President Trump’s on-again-off-again tariffs have disrupted the global trading system and caused whiplash for businesses and consumers. He has vacillated mightily, announcing tariffs on imports from practically every U.S. trading partner and then pausing or rolling some back. Legal challenges have added to the turmoil.
No matter where the tariffs eventually settle, they will have repercussions that go far beyond trade. Raising tariffs, or at least the constant looming threat of that happening, undermines trade and weakens economic links that stabilize international relations. By shredding rules that have governed trade and by disregarding free trade agreements, Mr. Trump has undercut the entire international rules-based order. This includes ignoring the rules of the World Trade Organization, hindering its work and threatening to abandon it.
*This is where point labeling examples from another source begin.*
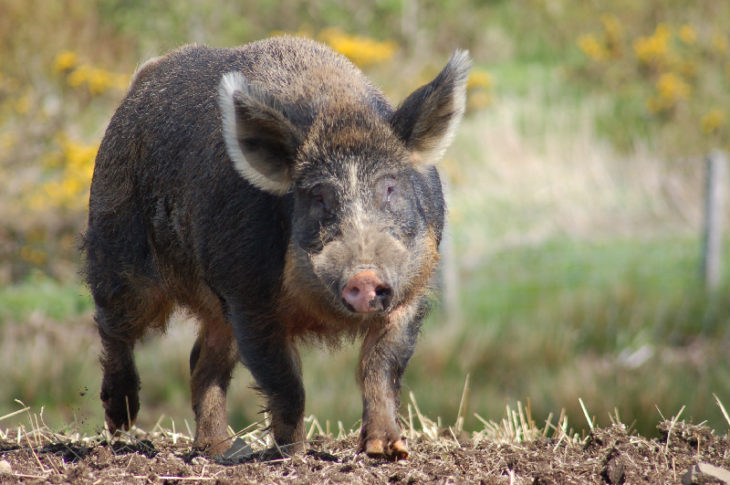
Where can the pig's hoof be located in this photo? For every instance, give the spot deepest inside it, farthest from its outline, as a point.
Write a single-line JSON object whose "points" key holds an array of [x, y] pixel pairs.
{"points": [[396, 450]]}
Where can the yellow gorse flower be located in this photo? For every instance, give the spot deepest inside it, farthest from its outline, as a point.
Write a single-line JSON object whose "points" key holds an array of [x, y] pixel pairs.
{"points": [[688, 35], [592, 48], [362, 51], [74, 166]]}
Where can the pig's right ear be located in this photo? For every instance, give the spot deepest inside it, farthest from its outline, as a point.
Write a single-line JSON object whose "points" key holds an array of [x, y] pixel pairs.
{"points": [[426, 121], [259, 139]]}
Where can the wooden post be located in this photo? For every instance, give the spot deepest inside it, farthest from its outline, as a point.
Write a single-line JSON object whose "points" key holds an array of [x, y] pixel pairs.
{"points": [[715, 186]]}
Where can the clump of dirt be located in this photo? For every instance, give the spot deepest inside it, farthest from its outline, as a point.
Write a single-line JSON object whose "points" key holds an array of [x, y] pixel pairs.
{"points": [[610, 455]]}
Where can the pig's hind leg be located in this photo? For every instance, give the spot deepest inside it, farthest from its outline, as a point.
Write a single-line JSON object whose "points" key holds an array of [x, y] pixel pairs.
{"points": [[121, 321], [212, 360], [383, 360], [274, 363]]}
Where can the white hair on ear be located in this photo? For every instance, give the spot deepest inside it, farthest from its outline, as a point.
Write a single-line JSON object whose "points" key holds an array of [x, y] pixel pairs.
{"points": [[231, 83], [459, 64]]}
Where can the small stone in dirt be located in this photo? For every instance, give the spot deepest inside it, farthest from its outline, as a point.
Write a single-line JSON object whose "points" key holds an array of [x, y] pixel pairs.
{"points": [[239, 451]]}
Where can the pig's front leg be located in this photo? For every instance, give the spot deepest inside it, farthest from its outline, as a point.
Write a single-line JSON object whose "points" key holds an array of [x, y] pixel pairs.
{"points": [[385, 354]]}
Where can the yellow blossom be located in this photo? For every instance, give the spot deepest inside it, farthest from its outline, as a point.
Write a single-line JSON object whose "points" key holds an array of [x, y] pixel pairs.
{"points": [[688, 35], [479, 78], [654, 49], [592, 48], [362, 51]]}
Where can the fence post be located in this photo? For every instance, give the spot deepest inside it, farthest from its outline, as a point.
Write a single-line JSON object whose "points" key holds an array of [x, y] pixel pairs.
{"points": [[715, 186]]}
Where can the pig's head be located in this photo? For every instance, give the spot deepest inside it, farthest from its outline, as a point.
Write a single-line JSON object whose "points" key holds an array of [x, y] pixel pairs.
{"points": [[368, 208]]}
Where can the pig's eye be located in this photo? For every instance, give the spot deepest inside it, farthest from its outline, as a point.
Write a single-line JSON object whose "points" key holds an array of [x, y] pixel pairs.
{"points": [[322, 199]]}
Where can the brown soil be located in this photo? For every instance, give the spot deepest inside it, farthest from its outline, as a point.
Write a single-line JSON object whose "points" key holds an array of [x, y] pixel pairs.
{"points": [[605, 456]]}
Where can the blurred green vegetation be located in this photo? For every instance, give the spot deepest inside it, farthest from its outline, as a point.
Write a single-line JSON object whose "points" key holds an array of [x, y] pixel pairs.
{"points": [[575, 198]]}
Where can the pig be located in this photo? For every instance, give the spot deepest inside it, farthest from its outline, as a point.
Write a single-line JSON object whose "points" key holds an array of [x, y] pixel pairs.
{"points": [[273, 191]]}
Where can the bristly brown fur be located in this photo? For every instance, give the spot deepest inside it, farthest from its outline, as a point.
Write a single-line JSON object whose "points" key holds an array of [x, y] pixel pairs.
{"points": [[274, 192]]}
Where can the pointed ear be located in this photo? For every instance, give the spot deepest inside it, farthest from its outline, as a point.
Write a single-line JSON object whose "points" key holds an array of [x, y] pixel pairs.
{"points": [[259, 139], [426, 121]]}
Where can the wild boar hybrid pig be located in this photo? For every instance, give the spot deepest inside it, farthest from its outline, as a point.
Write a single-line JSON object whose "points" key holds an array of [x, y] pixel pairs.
{"points": [[275, 193]]}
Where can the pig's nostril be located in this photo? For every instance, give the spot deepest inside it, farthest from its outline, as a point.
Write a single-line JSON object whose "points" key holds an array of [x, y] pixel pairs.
{"points": [[365, 292]]}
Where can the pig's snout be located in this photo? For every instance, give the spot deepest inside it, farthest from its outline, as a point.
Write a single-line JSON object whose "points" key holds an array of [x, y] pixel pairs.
{"points": [[365, 292]]}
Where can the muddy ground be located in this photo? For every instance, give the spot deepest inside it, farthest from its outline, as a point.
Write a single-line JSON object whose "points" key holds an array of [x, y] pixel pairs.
{"points": [[605, 456]]}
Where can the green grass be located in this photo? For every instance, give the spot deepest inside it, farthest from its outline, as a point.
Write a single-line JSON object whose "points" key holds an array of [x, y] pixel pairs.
{"points": [[45, 296], [560, 321]]}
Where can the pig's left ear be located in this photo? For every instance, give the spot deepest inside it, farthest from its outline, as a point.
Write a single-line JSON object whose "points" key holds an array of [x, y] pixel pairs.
{"points": [[260, 140], [427, 119]]}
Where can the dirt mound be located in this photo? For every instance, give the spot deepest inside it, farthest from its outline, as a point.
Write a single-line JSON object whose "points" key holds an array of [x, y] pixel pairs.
{"points": [[605, 456]]}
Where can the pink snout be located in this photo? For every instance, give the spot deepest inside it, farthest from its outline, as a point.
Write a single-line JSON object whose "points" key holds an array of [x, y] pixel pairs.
{"points": [[366, 293]]}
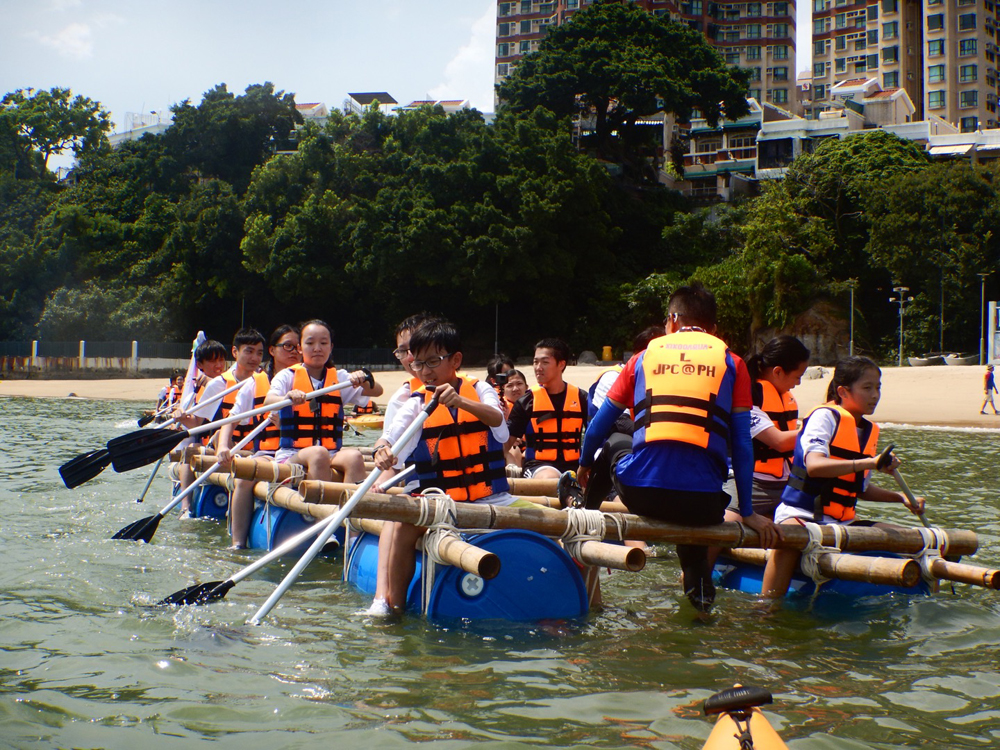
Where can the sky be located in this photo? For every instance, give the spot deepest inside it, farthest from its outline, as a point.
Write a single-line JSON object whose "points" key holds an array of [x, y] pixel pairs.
{"points": [[144, 56]]}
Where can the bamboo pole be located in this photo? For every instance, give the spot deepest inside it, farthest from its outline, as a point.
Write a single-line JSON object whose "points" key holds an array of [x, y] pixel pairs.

Denying low-income countries with growing young work forces the opportunity to develop their economies through trade could lead to a surge of migrants that will put pressure on the countries that receive them. A retreat from free trade will hurt consumers worldwide through higher prices and more limited choices, raising the prospect of political discontent in their countries.
Whatever their ostensible objectives, the Trump tariffs will make the world a poorer and more perilous place.
A full-scale retreat from global trade is unlikely, but international commerce is already shifting in ways that can deepen geopolitical fissures. Business interests have long kept relationships between rivals on an even keel. In the past two decades, for instance, U.S.-China frictions have been smoothed by the eagerness of American companies to sell their products and services to China’s rapidly growing middle class and to use Chinese suppliers.
American investors keen to gain access to China’s financial markets played a similar role. When China manipulated its currency during the 2000s to gain a competitive advantage for its exports, the presence of U.S. commercial interests ensured that the United States did not take punitive action. For China, the benefits from opening up to American businesses and investors pushed Beijing, for a while, at least, to align its own economy with U.S. free market principles. It eased restrictions on investments flowing into and out of the country, and even took steps to reduce government intervention in foreign exchange and other financial markets.